Il governo valuta il posizionamento precauzionale di due cacciamine più vicini allo Stretto. “Obiettivo garantire la libertà di navigazione”, spiegano i ministri alle Commissioni Esteri e Difesa
Il governo italiano esclude, al momento, una nuova missione militare nel Golfo Persico, ma conferma la volontà di prepararsi a un eventuale impegno internazionale per la sicurezza nello Stretto di Hormuz. Lo hanno chiarito il ministro degli Esteri Antonio Tajani e il ministro della Difesa Guido Crosetto durante l’audizione davanti alle Commissioni Esteri e Difesa di Camera e Senato.

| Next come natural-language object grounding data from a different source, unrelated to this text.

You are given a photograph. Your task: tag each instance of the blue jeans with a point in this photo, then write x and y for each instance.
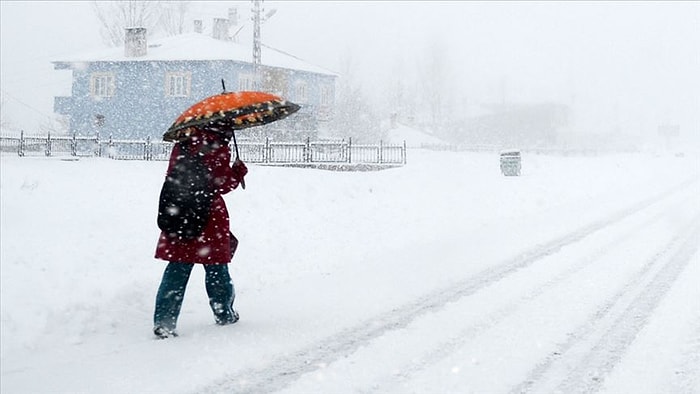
(171, 293)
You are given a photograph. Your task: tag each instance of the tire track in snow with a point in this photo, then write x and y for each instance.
(614, 330)
(445, 348)
(285, 369)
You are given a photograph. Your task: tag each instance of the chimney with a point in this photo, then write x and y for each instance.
(135, 42)
(233, 16)
(220, 29)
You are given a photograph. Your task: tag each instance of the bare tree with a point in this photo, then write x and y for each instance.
(354, 116)
(115, 16)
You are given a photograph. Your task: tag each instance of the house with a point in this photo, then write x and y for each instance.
(139, 90)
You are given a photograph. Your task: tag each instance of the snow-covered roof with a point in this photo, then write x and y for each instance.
(196, 46)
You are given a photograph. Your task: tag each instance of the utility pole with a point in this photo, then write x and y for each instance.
(258, 19)
(257, 51)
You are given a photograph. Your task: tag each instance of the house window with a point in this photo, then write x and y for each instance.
(300, 92)
(102, 84)
(325, 98)
(177, 84)
(246, 82)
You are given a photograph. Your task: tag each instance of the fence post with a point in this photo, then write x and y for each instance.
(74, 146)
(48, 144)
(20, 150)
(404, 152)
(146, 149)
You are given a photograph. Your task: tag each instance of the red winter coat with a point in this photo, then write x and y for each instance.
(213, 246)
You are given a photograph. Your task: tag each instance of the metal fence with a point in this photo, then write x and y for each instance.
(308, 151)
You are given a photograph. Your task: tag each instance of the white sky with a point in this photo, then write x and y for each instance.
(627, 65)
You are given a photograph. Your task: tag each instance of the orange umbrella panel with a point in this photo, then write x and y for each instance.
(231, 111)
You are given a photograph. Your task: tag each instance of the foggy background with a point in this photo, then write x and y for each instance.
(621, 69)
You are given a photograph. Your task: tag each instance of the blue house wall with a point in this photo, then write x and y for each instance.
(140, 107)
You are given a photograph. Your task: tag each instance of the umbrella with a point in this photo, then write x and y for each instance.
(230, 111)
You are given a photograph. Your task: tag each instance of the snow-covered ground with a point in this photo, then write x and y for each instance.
(442, 276)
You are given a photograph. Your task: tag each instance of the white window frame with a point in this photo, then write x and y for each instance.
(301, 92)
(102, 84)
(246, 82)
(325, 96)
(178, 83)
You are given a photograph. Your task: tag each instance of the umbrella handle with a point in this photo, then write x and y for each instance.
(235, 146)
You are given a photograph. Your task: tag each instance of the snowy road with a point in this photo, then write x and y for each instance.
(440, 277)
(613, 274)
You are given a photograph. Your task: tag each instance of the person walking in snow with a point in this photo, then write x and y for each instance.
(212, 248)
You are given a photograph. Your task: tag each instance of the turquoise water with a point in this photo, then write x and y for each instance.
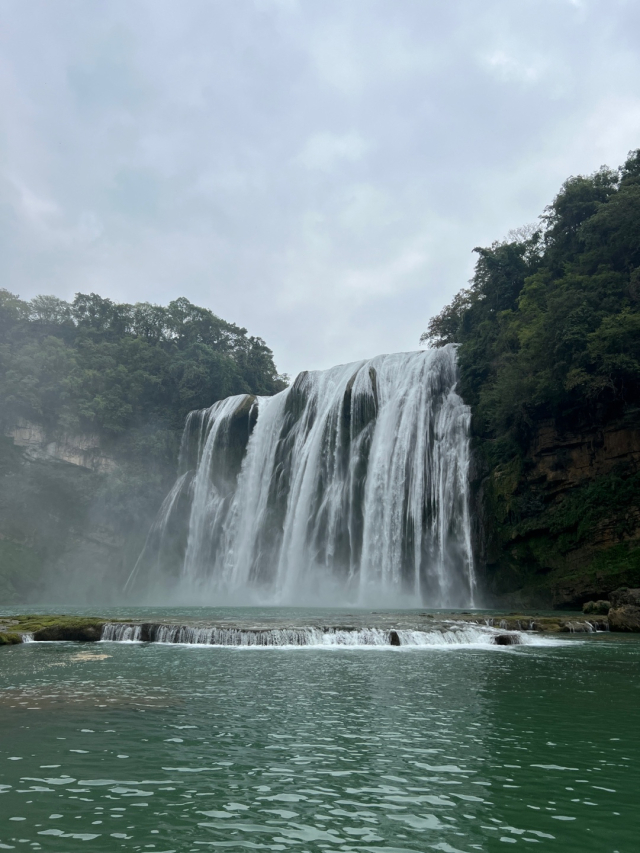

“Sgombero il campo da equivoci, non vogliamo chiedere di autorizzare una nuova missione militare nel Golfo, ma condividere l’impegno del governo per la pace”, ha dichiarato Tajani, sottolineando che ogni eventuale coinvolgimento italiano avverrebbe solo nell’ambito di una coalizione internazionale e dopo il raggiungimento della pace.
Crosetto ha spiegato che, in via precauzionale, l’Italia sta predisponendo il trasferimento di due unità cacciamine più vicine all’area dello Stretto di Hormuz. Le navi saranno inizialmente posizionate nel Mediterraneo orientale e successivamente nel Mar Rosso, nell’ambito delle missioni già operative come “Mediterraneo Sicuro” e “Aspides”.
“Se scoppiasse la pace, servirebbe quasi un mese di navigazione per raggiungere il Golfo”, ha affermato il ministro della Difesa, precisando che i cacciamine non sono unità offensive ma necessitano comunque di supporto logistico e protezione durante le operazioni.